Married 19 yrs. 2 kids - 13 and 15.

He is not a bad husband and father. Well, I know he is not a bad father. Bad Husband? Not sure how to define it.

I was young when we got married - 22. He was my first serious relationship - he is the only person I have slept with in my life. I am now 42.

I was secure in our relationship. I mean - there were fights, but who doesn't have fights. We loved, fought, lived, traveled. When we did fight - there were very mean things said...but they were fights. We got over it and moved on.

For some reason, career for him never took him. I think he has judgement issues - which led him to doing questionable ethical things at work. He got fired from 6 jobs in a span of 7 years. Luckily for us, I had gone back to work after our 2nd child was one year old...and thankfully my career did well, so we were able to pay our bills while he went from one job to another.

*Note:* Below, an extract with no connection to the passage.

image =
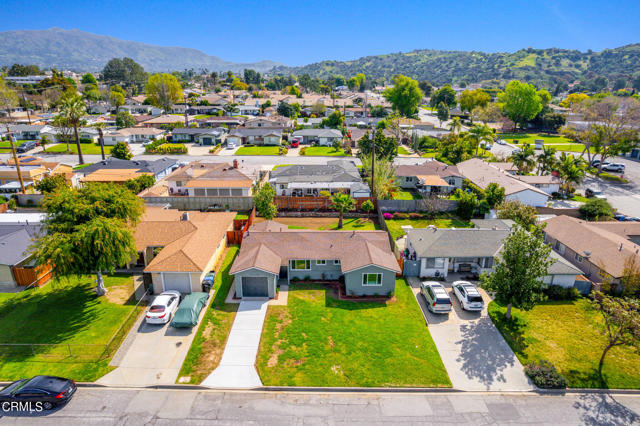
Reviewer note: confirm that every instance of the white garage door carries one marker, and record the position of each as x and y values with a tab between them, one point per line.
177	281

Then comes infidelity. About 6 yrs ago, found emails on his phone - he had been sleeping with escorts. Prior to that, he had a relationship with a woman ( he says it was just phone conversations but I am not sure). Why did I still stay with him when I found out he was cheating on me? I don't know. Weakness? Not secure enough with myself to break away with 2 little ones? He didn't have a job then and I couldn't break it off? He was very sorry and apologetic.

Since then - do I know he is not doing it? I don't know. I hope he is not. But I don't know.

Our sex life - nonexistent. I feel no desire for him. Whatsoever. The last time I tried to set up a romantic night - he couldn't do it. Later told me I smelled not pleasant when I got excited.

Let me clear this out - I have a severe complex about my body. Flat chested. Have a paunch. About 140 pounds on a 5'3 frame. Couple that with knowing my husband cheated on me, and now the fact that I don't smell good - great, I am cringing about myself even as I type this. And, oh - did I mention - in fits of anger, he told me several times if I wasn't that bad in bed, he wouldn't have needed to look elsewhere?

Let me stress - I am probably not an easy person to live with. Have been told over and over again about my need to control; my ego; being too prone to being sensitive. But - in my defence, I needed to take control. When we first got married, and he handled everything - we would run up huge credit card debts because he wouldn't manage our finances. He lost jobs because he was not careful - I HAD to take control to ensure we were ok. Our friends ( basically his friends) make references to how controlling I am. He says he has never said anything to them - they see it and that is why they make references.

I love him - it is 19 years of togetherness. But I don't know what I am getting out of this relationship? He doesn't seem happy too - and I have talked about us separating, but he has talked me out of it. 

Yet, I can't gather up the courage to leave. I don't know why. I am successful professional in a leadership role - and here I am, in a relationship, being talked down to in a drop of a hat; told how complicated/self pitying/egotistical person I am. Each day is a matter of constant compromise. If I push back on anything that is said, and he does not agree - I am mean and I have an ego.

Why am I typing this? Because I need help. Do I go through the rest of my life in this relationship where I am made to feel, most of the time, how complicated/mean person I am? Or should I leave the security and initiate separation? I don't know what to do.


----------



## aine (Feb 15, 2014)

Oh my, your self esteem in is in the toilet, you had to step up to the plate because your WH is a complete ********* on every level. He has made you believe that his cheating is all your fault and you have let him!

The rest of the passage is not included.